Il souffle du nez, semi-amusé.

⸻ Tu n'as pas à l'être. Je crois qu'au fond, je ne veux rien faire pour lutter contre.

⸻ Et donc... ?

⸻ J'en sais rien, gueule d'ange, j'en sais rien. Bref. Passons. Ta cheville, ça va ?

Déstabilisée par son soudain changement de sujet, je bégaie, me remémore la faux du démon, l'entaille profonde cachée derrière le cuir de ma bottine. Je n'en souffre plus... J'extirpe mon pied de la chaussure, vérifie mon hypothèse.

⸻ Guérie..., murmuré-je en analysant la surface indemne de mon épiderme.

Un rétablissement que je dois certainement à mon retour au Paradis...

⸻ Il faut que je te dise, ajouté-je.

⸻ Je t'écoute...

⸻ J'ai tout dit à Hiram. Enfin... dans les grandes lignes, il a deviné.

Il se tend et je précise illico :

⸻ Il ne sait pas que tu sais.

⸻ Il est loin d'être bête, il s'en doute... Tu penses pouvoir lui faire confiance ?

⸻ Tu le connais mieux que moi...

⸻ Mais je me range derrière ton discernement.

Et c'est censé être rassurant ? Il immisce le doute, je le déteste d'avoir tant d'impact sur moi.

⸻ Maintenant, mettons-nous en route. Empêchons ce cavalier de malheur de nuire.

⸻ Comment ?

⸻ On va commencer par te rendre invisible.

Sceptique, je croise les bras. Sur terre, ne le suis-je pas déjà ?

⸻ Ça risque d'être douloureux, prévient-il en sortant une dague à lame large.

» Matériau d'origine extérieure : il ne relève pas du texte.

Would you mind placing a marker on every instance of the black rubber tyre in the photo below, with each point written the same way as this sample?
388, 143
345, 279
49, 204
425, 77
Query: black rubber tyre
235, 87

Instinctivement, je fais deux pas en arrière. Chad, lui, s'offusque :

⸻ Je ne vais pas te planter.

⸻ Alors éloigne ce couteau de moi, tu veux ?

⸻ Les lames angéliques ont d'autres particularités que pouvoir pourfendre les créatures démoniaques. Elles permettent entre autres de nous protéger : nous sommes nombreux à avoir des runes gravées dans nos côtes.

⸻ Pardon ?

⸻ Certaines agissent comme des radars à démons, d'autres nous suppriment des leurs.

Des tatouages internes qui confèrent des pouvoirs, donc... Après les ailes, ça ne paraît pas tant inconcevable. C'est terrible, mais je me fais à cette folie. Pire, je finis par trouver ces détails logiques, légitimes.

Je me résigne à passer sur le billot, ne désirant pas retarder notre traque.

⸻ C'est qu'il y a de la raison dans cette petite tête, murmure Chad.

Je plisse le nez en une mimique appuyée d'un « ah.ah.ah. » persifleur. Il se concentre, réduit la distance entre nos corps. L'acier se met à briller et l'ange s'en sert pour me sonder, comme si je passais au détecteur à métaux.

⸻ Ne bouge plus...

Son souffle dans mon cou me paralyse. Littéralement. L'appréhension gonfle en mon sein et me voilà assaillie de picotements de plus en plus désagréables. Je veux reculer mais mes jambes ne répondent plus à mon commandement.

⸻ Chad, gémis-je.

⸻ C'est presque bon. Patience.

Mes yeux écarquillés suivent les ondulations lentes de la lame et les piqûres atteignent mes os. La chair de poule couvre mes bras paralysés et ma tête se renverse, secouée d'un hurlement qui vibre derrière mes dents.

⸻ J'y suis presque, tiens bon.

Des runes se tracent sans douceur dans mon squelette et je suis gagnée de vertiges. Une ultime brûlure vient sceller les symboles, les ancrer à mon anatomie. Je m'écroule. Telle une bête de rente, Chad m'a marquée au fer rouge.